Now that Heyward is healthy, the Braves hope the two strapping sluggers can have plenty more days like Thursday.
“Sometimes we forget that [Freeman] is 21,” Braves manager Fredi Gonzalez said. “We’ve got a 21-year-old there, and a 21-year-old [Heyward] in right field, and a 23-year-old closer [Craig Kimbrel]. So it’s fun to see those guys perform in this type of environment.”
Heyward was slowed earlier by shoulder inflammation that put him on the disabled list for three weeks. His first half has been a far cry from his torrid start in 2010, when he was elected to start in the All-Star game (he missed it with a thumb injury).
Heyward was Sporting News’ major league rookie of the year and runner-up to San Francisco’s Buster Posey for the writers’ NL rookie award. This season, he has only one multi-game stretch — the final week of April — where he resembled the slugging on-base machine he was for much of 2010.
After batting .277 with 18 homers, 72 RBIs, a .393 on-base percentage and .456 slugging percentage in 142 games as a rookie, Heyward is batting .233/.323/.416 with nine homers and 22 RBIs in 66 games.
“I’m just looking forward to going into the next half,” Heyward said Wednesday. “It’s been kind of an up-and-down first half. But you can’t control that. Can’t get that back. It’s part of the learning process for me, knowing when to play with [an injury], and when not to.”
Kimbrel gets record
Kimbrel surpassed the major-league rookie record for saves before an All-Star break, and before much longer he could own more-significant marks.

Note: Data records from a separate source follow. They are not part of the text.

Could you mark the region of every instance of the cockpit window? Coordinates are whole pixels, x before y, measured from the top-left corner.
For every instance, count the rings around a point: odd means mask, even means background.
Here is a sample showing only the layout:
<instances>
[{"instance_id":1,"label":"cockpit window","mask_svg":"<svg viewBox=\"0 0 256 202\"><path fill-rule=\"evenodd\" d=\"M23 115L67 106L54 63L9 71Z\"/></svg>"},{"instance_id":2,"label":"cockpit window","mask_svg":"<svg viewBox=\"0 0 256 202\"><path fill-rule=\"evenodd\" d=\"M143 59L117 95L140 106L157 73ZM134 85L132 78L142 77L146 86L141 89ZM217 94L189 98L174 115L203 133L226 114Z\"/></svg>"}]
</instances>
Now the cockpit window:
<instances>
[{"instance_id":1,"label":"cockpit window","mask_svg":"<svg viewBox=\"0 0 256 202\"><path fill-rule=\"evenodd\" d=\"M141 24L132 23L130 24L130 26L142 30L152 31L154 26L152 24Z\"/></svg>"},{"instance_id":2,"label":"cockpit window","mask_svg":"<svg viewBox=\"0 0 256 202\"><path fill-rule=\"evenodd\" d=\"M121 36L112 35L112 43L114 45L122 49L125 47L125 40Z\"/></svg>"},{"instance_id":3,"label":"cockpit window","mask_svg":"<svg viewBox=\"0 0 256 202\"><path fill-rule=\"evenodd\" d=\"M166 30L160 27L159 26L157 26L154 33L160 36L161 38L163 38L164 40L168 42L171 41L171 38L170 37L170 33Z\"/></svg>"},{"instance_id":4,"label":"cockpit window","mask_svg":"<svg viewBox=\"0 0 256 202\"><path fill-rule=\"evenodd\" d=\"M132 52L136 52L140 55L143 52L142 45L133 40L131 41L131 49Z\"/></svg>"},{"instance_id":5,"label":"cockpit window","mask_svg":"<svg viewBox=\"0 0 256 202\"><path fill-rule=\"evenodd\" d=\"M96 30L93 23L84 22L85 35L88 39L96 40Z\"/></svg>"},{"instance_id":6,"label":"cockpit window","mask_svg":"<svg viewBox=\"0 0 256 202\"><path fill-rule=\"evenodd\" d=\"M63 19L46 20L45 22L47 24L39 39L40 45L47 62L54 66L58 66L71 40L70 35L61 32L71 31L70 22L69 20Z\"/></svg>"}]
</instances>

The Alabama native pitched a perfect ninth inning Thursday against Colorado for his 27th save, breaking the rookie first-half mark of 26 set by Boston’s Jonathan Papelbon before the 2006 All-Star break.
“It’s pretty cool to say I have the record,” Kimbrel said. “But I wouldn’t have had it if it weren’t for the team. We have a winning baseball team, and if we didn’t go out there and win as many times as we do, I wouldn’t have a chance to get the saves. It’s just as much [an award] for them as it is for me.”
Kimbrel needs 10 saves to set a new NL single-season rookie record, and 14 for the major league record for rookies. Rangers closer Neftali Feliz, a former Braves prospect, set the major league rookie record with 40 saves in 2010, and Todd Worrell holds the NL rookie record with 36 saves for St. Louis in 1986.